The group made the assessment days after Duterte's meeting with Xi.

"The reality of presidential politics, that kind of scenario is very unlikely, I think," CENPEG Executive Director Temerio Rivera said.

"By allowing somebody like Duterte or even GMA (House Deputy Speaker Gloria Macapagal-Arroyo) earlier to play a significant role, will undermine that role. It will not be natural for any president to do that," Rivera added.

Still, such practice does not prevent any chief executive from utilizing a former president, he said.

"That does not prevent, of course, other players from using that as an informal channel.
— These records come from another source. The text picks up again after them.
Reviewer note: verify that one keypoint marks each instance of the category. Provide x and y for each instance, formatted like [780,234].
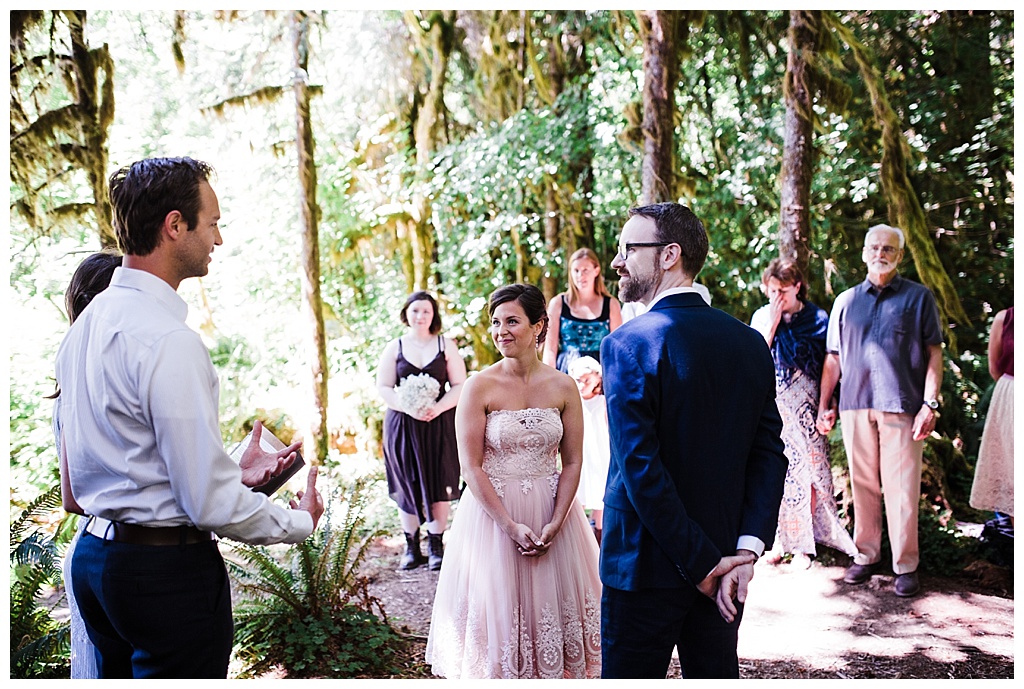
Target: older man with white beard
[885,343]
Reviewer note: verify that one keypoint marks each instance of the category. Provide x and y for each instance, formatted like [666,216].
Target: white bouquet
[417,393]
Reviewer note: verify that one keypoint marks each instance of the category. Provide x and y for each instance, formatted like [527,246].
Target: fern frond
[39,508]
[266,575]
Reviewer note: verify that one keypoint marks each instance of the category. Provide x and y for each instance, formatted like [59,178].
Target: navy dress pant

Informal," he added.

Professor Bobby Tuazon, CENPEG's director for policy studies, said that he was expecting a future Duterte-Xi meeting.

Both Tuazon and Rivera believe that Duterte will not meet Xi without the prodding or blessing from Philippine leaders.

"I don't think the former president will go to Beijing without being requested from within the Philippines," Tuazon said.

President Ferdinand Marcos Jr. said he knew Duterte would visit China and expressed his hope that the recent meeting tackled the issues on the West Philippine Sea.

Tuazon believes it was Arroyo who made such a request to Duterte.

The visit, he said, may be aimed at appeasing and assuring a "concerned" Xi that the Philippines remains an ally of China amid the Taiwan Strait issue.

Rivera likewise sees China's concern over the Marcos administration's policy that seems to lean more toward the United States.

"The visit of president Duterte while it was not official, was a very convenient way to signal to the Philippines and to Bongbong Marcos that China is concerned. And even though Duterte is no longer the president... we cannot also deny the fact that he can, for various ways, at the very least, introduce rethinking," Rivera said.

"It is a form of persuasive diplomacy," Rivera said.

Rivera said Arroyo and even Sen. Imee Marcos's seeming support to China also somehow strikes a balance with respect to the Philippines' relationship with the 2 countries.